Но в своем окружении правитель не доверял даже самым близким, каждый из них рисковал впасть в немилость и быть замученным им саморучно. Так родственников второй жены Арест заподозрил в том, что это они, не желая терять положения, извели его вторую жену, наведя на нее лихорадку. Её братьев он велел посадить на кол на главной площади, где их трупы висели несколько дней.
Против бесчинств нового правителя, непотребств и разврата восстал север страны. Тогда Арест собрал войско из числа своих приспешников, которое исчислялось в 60000 вооруженных подданных, жаждущих крови. Север был захвачен в течении пяти дней. Более 8000 человек умерщвлено за раз.
Чуть позже к правителю привели самых влиятельных людей этих мест, их жён и детей. Он приказал раздеть их донага и поджечь, облив горючей смесью. Привязанные к лошадям их горящие тела волочили по мёрзлой земле, а потом утопили в проруби.
В это время другие слуги правителя вывозили все городские запасы продовольствия.
Оставшихся северян Арест милостиво простил, но без хлебных и других продовольственных запасов люди умирали с голода. Доходило до того, что стали поедать друг друга.

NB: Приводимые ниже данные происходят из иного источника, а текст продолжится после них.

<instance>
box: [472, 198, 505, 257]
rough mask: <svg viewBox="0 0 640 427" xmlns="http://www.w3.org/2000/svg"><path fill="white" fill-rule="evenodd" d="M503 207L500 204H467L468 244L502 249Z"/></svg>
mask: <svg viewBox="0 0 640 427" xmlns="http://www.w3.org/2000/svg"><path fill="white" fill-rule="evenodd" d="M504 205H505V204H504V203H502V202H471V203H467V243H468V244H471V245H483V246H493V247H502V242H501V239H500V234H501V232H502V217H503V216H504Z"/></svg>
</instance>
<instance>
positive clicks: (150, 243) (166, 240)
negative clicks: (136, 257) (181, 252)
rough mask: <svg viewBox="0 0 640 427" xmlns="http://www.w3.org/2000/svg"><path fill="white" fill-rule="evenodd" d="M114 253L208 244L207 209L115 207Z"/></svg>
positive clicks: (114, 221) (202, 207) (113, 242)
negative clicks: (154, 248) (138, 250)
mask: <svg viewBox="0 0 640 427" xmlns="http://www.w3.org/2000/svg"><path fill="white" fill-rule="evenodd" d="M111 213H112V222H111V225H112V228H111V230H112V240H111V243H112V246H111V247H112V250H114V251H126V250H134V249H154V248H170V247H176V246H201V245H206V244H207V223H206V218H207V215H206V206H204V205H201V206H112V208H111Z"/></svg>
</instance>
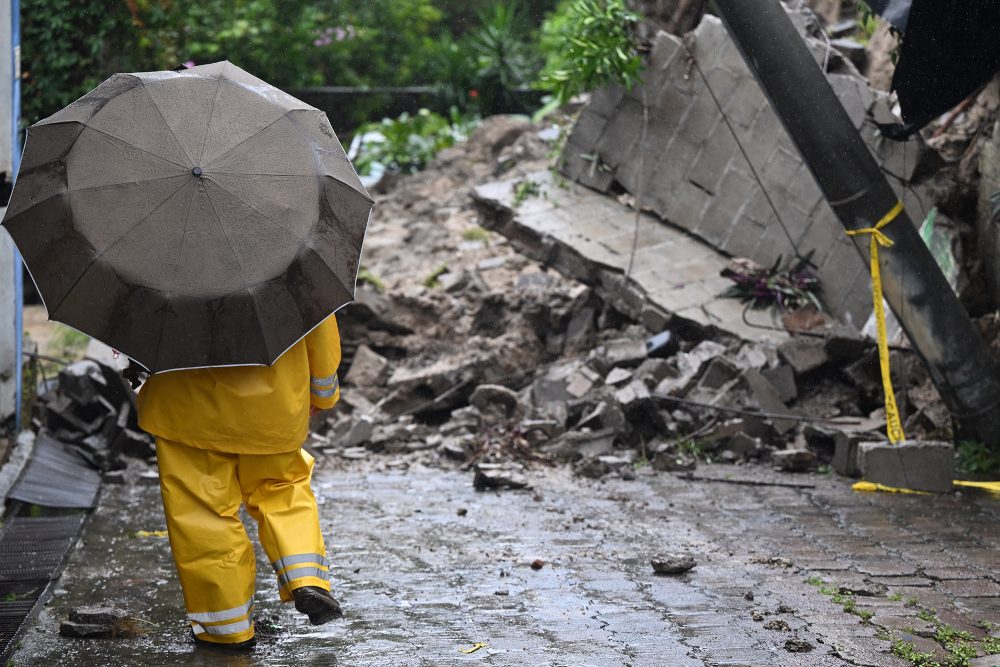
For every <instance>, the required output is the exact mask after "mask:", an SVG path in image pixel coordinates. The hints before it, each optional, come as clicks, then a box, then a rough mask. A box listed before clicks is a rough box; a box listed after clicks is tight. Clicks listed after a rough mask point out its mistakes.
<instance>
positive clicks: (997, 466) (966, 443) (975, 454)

На обратном пути Арест заехал на Приозерные земли, но прослышав о незавидной участи северян наместник встретил правителя накрытым столами и лежащими ниц на земле приозерцами. Оставшись довольным такой встречей, правитель ограничился разграблением лишь нескольких частных имений, никого не казнив.

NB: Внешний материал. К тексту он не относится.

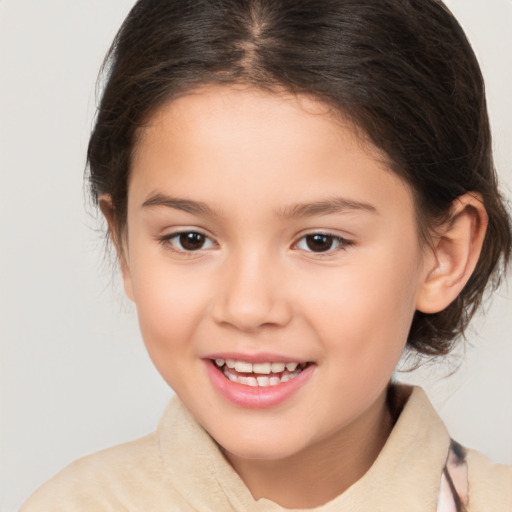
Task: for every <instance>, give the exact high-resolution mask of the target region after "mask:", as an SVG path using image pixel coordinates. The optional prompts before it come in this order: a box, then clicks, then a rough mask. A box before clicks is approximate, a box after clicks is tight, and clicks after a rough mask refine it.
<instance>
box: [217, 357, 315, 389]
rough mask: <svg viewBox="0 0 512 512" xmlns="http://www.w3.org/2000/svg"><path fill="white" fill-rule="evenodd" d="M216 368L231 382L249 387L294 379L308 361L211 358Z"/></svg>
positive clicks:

Вернувшись в столичный город, он продолжал искать корни северного заговора. Во всём прислушиваясь к ведьме кормилице. Арест и среди своего окружения продолжал чистки. Нянька же всячески науськивала его, поддерживая в нем выращенные с малолетства страхи.
Бракс служил при дворе около четырех лет и не понаслышке знал правителя. Видел, как тот с товарищами забавы ради давил челобитчиков лошадьми, как ради потехи сбрасывал маленьких домашних зверьков рабиса с крыши, как охальничал с крестьянскими девками, заставляя их раздеваться и голыми играть с ним и его товарищами в "жмурки". Много чего охранник светлейшей Литиции знал и видел, и даже один раз попытался заикнуться о том его матери, но она не захотела ничего слушать, приказав Браксу поменьше сплетничать, а больше отдавать времени службе, отослав с письмом к своему брату на дальнюю заставу. По возвращению он застал Ареста у власти, а его мать при смерти. Вскоре Браксу отказали от службы, посчитав неблагонадежным, а после указа: "Рубить хвосты", и вовсе лишили имущества, сослав на болотистые земли. Но этого Аресту с его жестоким, извращённым нравом показалось мало, он послал людей за его женой. Те, встретив сопротивление в лице маленькой фурии и старика отца, жестоко убили обоих.
Браксу тяжело вспоминать ту картину, которую он обнаружил после возвращения домой. Отец пытался защитить Виолу, преградив дверь, и получил клинок под сердце. Жена сопротивлялась и была избита, а потом изнасилована, после чего ее повесили в горнице на крепкой балке. Израненное, угловатое, не успевшее налиться женской красотой тело сломанной куклой бездвижно висело над обеденным столом, став Браксу немым укором. Не уберёг, не защитил ту, которая стала ему женой. Пусть не было между ними любви и близости, но они хорошо ладили, и Виола носила под сердцем его ребенка от того единственного раза, что он в пьяном угаре и не запомнил.